SRM automatically translates consumer group offsets between clusters. While the offset mappings are created by SRM, they are not applied by default to the consumer groups of the target cluster. As a result, by default, migrating consumer groups from one cluster to another involves running the srm-control offsets and kafka-consumer-groups tools. The srm-control offsets tool exports translated offsets, kafka-consumer-groups resets and applies the translated offsets on the target cluster.

You can automate this process by enabling automatic group offset synchronization. If automatic group offset synchronization is enabled, the translated group offsets of the source cluster are automatically exported from the source cluster and are applied on the target cluster (they are written to the __consumer_offsets topic ). If you choose to enable this feature, running srm-control offsets and kafka-consumer-groups is not required to migrate consumer groups. You only need to restart and redirect consumers to consume from the new cluster.

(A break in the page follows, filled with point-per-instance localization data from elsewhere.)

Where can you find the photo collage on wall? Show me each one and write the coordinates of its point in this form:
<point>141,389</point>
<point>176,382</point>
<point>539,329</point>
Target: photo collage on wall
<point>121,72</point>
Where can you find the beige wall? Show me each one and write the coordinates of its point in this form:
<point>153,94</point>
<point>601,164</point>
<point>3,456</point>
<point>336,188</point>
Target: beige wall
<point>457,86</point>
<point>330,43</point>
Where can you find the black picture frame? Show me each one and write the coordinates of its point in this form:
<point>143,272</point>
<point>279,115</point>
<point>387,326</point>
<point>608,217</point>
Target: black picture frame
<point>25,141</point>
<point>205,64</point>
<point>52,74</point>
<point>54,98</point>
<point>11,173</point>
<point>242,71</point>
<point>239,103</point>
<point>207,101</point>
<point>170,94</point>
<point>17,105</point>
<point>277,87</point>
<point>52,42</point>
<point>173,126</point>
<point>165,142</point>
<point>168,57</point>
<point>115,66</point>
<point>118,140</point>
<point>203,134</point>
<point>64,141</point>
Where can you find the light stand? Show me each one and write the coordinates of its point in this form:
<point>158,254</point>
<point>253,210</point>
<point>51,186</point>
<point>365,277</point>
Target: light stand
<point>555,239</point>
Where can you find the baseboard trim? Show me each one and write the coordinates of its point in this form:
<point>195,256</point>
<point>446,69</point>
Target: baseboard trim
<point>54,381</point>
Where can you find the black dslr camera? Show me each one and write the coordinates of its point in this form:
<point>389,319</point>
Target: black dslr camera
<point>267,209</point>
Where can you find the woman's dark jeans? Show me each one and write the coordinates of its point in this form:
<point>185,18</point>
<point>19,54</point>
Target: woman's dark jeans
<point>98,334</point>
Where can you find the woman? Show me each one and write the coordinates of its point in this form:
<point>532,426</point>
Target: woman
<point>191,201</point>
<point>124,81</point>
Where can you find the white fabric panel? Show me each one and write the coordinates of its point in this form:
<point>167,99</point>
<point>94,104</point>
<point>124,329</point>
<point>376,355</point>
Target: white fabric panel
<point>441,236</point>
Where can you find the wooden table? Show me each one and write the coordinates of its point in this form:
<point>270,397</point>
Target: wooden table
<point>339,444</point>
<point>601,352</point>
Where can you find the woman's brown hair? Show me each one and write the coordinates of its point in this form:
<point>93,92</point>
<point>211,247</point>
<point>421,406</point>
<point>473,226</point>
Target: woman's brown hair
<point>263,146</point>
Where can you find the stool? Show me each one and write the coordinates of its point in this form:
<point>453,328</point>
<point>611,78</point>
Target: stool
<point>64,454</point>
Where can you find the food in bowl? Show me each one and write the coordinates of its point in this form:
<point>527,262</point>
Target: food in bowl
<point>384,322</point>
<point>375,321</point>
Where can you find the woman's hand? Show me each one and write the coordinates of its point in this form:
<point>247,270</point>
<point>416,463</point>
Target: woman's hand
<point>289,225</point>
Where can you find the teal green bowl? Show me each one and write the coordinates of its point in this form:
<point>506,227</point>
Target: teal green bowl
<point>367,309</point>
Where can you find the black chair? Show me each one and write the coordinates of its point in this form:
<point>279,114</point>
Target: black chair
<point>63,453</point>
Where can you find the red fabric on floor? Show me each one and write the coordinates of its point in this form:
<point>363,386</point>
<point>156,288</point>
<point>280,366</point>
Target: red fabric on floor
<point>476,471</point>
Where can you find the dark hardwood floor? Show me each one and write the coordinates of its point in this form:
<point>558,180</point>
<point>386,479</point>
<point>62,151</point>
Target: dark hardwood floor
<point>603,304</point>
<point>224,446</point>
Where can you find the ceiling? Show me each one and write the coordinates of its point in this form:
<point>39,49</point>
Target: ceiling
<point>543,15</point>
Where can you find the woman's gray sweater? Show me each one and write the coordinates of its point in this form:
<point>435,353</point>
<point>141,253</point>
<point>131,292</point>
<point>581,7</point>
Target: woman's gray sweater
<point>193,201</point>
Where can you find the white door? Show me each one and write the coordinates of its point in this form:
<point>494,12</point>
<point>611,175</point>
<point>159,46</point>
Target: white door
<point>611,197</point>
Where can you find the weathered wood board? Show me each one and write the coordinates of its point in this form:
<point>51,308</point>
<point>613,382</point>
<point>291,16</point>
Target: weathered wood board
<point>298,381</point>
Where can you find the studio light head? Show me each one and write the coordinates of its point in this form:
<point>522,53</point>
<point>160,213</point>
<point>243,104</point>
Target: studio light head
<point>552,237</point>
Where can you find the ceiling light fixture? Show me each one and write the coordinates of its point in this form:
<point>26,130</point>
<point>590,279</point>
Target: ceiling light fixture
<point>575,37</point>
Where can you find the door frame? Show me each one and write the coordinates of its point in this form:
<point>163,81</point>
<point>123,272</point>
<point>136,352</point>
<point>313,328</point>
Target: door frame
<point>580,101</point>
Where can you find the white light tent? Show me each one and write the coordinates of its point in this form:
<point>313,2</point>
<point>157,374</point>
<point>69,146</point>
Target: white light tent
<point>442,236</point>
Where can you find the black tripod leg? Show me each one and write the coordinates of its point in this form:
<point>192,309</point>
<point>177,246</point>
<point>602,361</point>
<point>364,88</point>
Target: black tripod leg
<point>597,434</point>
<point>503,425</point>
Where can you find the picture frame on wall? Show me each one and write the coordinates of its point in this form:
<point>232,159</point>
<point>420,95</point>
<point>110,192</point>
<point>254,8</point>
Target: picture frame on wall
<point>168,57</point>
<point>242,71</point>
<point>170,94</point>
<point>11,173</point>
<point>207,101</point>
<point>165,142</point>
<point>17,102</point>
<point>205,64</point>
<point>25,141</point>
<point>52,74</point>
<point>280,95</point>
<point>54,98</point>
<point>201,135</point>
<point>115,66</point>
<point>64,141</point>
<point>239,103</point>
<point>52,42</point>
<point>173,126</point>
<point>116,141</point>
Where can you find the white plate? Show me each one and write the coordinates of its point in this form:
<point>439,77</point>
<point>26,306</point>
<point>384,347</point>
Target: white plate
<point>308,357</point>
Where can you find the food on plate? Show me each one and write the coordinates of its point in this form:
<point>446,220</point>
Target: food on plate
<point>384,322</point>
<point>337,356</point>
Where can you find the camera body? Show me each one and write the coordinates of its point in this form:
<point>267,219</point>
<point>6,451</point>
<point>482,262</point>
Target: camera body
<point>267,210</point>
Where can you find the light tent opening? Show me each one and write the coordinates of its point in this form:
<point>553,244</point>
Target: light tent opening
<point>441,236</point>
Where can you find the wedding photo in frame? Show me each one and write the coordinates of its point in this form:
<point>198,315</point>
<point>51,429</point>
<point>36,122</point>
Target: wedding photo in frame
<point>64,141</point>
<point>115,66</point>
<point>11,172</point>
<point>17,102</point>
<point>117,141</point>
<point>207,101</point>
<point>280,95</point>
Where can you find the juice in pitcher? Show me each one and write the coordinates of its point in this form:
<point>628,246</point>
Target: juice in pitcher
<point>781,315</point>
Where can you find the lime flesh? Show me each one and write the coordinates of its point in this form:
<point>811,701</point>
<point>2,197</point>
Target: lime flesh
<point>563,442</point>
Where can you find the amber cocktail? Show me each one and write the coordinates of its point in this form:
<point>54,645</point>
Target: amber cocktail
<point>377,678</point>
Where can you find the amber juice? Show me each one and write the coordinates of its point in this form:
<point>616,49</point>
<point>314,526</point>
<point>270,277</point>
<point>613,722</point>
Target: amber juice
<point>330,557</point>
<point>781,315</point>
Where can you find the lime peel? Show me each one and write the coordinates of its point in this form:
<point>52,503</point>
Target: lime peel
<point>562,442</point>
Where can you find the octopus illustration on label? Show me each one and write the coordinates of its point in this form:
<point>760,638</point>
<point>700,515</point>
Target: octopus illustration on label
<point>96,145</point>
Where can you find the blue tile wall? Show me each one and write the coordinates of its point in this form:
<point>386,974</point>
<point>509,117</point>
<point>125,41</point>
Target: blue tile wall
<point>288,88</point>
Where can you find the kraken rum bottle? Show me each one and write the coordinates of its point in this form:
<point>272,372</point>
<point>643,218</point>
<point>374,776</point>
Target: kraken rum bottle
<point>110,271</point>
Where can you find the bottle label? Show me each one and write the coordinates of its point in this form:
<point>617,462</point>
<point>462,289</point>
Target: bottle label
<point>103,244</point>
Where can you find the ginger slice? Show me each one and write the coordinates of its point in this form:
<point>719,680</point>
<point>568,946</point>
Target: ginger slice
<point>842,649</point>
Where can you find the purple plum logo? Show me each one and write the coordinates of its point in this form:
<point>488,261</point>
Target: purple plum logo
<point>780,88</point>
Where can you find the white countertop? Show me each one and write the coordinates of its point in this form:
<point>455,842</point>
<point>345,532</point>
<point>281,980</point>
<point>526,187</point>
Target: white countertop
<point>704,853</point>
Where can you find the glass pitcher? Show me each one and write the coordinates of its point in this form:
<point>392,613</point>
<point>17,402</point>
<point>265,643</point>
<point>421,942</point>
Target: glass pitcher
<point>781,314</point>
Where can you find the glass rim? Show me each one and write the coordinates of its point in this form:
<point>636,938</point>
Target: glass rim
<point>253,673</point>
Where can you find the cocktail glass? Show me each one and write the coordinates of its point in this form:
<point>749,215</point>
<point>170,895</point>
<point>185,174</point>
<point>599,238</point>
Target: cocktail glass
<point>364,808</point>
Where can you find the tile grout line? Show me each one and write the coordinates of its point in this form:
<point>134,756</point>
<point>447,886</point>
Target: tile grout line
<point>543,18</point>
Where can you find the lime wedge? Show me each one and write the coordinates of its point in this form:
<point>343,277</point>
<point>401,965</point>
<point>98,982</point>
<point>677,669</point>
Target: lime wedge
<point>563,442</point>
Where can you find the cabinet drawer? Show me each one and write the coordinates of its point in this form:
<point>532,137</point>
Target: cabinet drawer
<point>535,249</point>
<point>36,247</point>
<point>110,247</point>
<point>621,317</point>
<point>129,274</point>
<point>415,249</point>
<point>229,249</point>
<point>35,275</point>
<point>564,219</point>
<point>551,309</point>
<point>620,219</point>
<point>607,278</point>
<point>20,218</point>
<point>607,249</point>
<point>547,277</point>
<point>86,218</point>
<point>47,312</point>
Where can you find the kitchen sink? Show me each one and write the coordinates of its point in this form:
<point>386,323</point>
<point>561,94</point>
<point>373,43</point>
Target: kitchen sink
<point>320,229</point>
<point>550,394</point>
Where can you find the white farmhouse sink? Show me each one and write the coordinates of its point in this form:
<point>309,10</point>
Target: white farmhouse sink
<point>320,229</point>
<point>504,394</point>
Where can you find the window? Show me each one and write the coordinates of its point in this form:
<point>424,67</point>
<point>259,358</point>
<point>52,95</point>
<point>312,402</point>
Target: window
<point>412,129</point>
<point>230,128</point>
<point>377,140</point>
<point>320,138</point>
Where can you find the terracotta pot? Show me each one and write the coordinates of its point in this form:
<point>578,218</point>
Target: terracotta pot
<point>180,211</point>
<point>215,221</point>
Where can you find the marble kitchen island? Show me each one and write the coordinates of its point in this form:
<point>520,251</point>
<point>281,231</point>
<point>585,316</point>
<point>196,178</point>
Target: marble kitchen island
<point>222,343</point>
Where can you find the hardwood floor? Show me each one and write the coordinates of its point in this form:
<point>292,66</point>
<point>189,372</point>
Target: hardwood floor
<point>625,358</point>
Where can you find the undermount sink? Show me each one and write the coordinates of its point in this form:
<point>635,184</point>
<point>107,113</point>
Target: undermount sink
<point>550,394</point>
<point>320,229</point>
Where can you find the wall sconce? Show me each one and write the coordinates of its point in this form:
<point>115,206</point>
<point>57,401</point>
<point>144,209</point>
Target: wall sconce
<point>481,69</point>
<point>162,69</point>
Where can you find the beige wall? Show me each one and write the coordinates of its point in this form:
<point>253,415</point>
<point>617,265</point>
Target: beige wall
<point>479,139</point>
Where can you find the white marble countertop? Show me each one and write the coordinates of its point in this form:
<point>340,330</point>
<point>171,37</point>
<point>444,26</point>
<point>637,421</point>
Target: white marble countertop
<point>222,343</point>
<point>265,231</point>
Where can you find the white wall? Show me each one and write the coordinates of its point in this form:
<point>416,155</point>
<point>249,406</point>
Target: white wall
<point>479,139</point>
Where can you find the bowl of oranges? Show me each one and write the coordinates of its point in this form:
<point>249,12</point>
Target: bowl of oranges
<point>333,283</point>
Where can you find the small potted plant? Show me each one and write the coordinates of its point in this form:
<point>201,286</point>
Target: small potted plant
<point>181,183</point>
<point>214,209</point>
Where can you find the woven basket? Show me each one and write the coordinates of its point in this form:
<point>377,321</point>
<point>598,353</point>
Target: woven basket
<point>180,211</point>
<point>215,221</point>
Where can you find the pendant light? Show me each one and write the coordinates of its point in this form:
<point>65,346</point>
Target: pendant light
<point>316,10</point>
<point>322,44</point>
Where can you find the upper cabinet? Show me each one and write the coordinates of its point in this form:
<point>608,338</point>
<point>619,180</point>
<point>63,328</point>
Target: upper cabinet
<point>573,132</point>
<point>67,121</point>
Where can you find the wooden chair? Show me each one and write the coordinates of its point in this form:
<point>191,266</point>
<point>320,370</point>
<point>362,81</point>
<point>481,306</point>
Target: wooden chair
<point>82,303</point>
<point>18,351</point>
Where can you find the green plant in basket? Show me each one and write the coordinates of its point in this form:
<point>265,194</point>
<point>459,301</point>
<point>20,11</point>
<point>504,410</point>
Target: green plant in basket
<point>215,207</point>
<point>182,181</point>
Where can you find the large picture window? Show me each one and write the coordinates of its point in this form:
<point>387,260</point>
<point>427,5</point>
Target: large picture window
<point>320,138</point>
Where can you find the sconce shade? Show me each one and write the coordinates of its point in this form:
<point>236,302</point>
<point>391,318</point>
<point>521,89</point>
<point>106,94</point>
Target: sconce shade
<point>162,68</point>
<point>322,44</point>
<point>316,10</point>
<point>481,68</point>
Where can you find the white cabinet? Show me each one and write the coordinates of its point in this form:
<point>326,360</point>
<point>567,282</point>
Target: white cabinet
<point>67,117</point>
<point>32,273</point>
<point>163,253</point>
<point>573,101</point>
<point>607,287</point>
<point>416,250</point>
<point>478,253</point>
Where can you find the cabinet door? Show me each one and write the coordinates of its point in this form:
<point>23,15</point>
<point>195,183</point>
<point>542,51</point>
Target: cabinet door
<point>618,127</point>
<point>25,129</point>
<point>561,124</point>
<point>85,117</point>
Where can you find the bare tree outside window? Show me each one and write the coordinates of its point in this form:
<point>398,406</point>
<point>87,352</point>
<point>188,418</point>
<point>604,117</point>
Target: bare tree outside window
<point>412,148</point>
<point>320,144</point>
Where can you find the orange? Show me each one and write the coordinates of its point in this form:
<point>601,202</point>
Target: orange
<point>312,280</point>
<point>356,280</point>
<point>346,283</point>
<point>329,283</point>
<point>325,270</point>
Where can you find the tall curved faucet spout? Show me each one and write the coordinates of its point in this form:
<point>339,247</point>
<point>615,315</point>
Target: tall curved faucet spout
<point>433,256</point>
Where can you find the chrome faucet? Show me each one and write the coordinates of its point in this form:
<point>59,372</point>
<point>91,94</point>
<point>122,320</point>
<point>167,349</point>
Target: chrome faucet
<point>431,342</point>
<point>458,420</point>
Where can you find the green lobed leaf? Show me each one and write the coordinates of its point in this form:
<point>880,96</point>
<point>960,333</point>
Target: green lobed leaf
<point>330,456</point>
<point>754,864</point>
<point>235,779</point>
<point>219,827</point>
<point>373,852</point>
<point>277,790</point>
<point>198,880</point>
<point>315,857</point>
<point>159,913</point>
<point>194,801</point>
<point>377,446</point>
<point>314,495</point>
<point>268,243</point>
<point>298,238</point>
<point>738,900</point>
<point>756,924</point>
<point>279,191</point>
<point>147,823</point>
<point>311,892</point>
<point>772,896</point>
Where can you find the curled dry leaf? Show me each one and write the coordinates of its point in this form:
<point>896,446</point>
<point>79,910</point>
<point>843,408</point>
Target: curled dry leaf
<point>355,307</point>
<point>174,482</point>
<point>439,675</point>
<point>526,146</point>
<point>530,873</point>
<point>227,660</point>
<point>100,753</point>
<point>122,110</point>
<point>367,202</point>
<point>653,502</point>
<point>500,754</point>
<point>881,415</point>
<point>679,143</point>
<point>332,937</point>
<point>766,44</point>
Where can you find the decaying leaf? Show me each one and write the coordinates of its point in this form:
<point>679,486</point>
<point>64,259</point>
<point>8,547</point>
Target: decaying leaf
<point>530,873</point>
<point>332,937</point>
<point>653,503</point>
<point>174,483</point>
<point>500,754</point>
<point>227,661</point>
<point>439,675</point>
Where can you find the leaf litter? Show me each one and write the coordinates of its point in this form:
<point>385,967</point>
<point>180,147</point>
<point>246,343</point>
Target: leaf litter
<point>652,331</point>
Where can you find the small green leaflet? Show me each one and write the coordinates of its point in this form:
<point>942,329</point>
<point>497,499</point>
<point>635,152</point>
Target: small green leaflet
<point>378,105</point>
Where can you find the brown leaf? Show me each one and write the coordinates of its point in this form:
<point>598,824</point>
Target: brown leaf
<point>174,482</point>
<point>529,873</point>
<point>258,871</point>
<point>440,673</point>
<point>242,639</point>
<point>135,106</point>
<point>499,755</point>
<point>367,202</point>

Although automatic group offset synchronization can simplify migrating consumer groups, ensure that you understand the following about its behavior:
  • Automatic group offset synchronization does not fully automate a failover or failback process. It only allows you to skip certain manual steps. Consumers must be restarted and redirected to the new cluster even if the feature is enabled.
  • Offsets are synced at a configured interval. As a result, it is not guaranteed that the latest translated offsets are applied. If you want to have the latest offsets applied, Cloudera recommends that you export and apply consumer group offsets manually. The exact interval depends on sync.group.offsets.interval.seconds and emit.checkpoints.interval.seconds.
  • The checkpointing frequency configured for SRM can have an effect on the group offset synchronization frequency. The frequency of group offset synchronization can be configured with sync.group.offsets.interval.seconds. However, specifying an interval using this property might not result in the offsets being synchronized at the set frequency. This depends on how emit.checkpoints.interval is configured. The emit.checkpoints.interval property specifies how frequently offset information is fetched (checkpointing). Because offset synchronization can only happen after offset information is available, the frequency configured with the emit.checkpoints.interval property might introduce additional latency. For example, assume that you set offset synchronization to 60 seconds (default), but have checkpointing set to 120 seconds. In such a case, offset synchronization happens every 60 seconds, but because offset information is only refreshed every 120 seconds, in practice offsets are only synchronized every 120 seconds.
  • Offsets are only synchronized for the consumers that are inactive in the target cluster. This is done so that the SRM does not override the offsets in the target cluster.
  • During a failover-failback scenario, if a consumer group makes progress in the replica topic in the backup cluster and a failback occurs, the progress made in the replica topic is lost, and messages are re-processed from the original topic.
Additionally, SRM checkpointing behavior might affect automatic group offset synchronization in the following ways:
  • By default, SRM checkpointing only uses the latest offset sync record, which means that consumer groups behind the latest mapping cannot be checkpointed. If the consumer group is behind by more than the value of offset.lag.max property in replicating the records to the offset sync, the offset translation is skipped because the offset is too far in the past to translate accurately.
  • SRM checkpointing reads the offset syncs topic to create offset mappings for committed consumer group offsets. In some cases, a mapping might not available in offset syncs. In such a case, SRM copies the source offset, which might not be a valid offset in the replica topic. This can cause issues when auto offset sync is also turned on.
  • If sync.group.offsets.enabled is set to true, Kafka only emits checkpoints for partitions that have offset syncs. Partitions for which no offsets are committed (because they cannot be translated) do not appear when describing consumer offsets in the target cluster.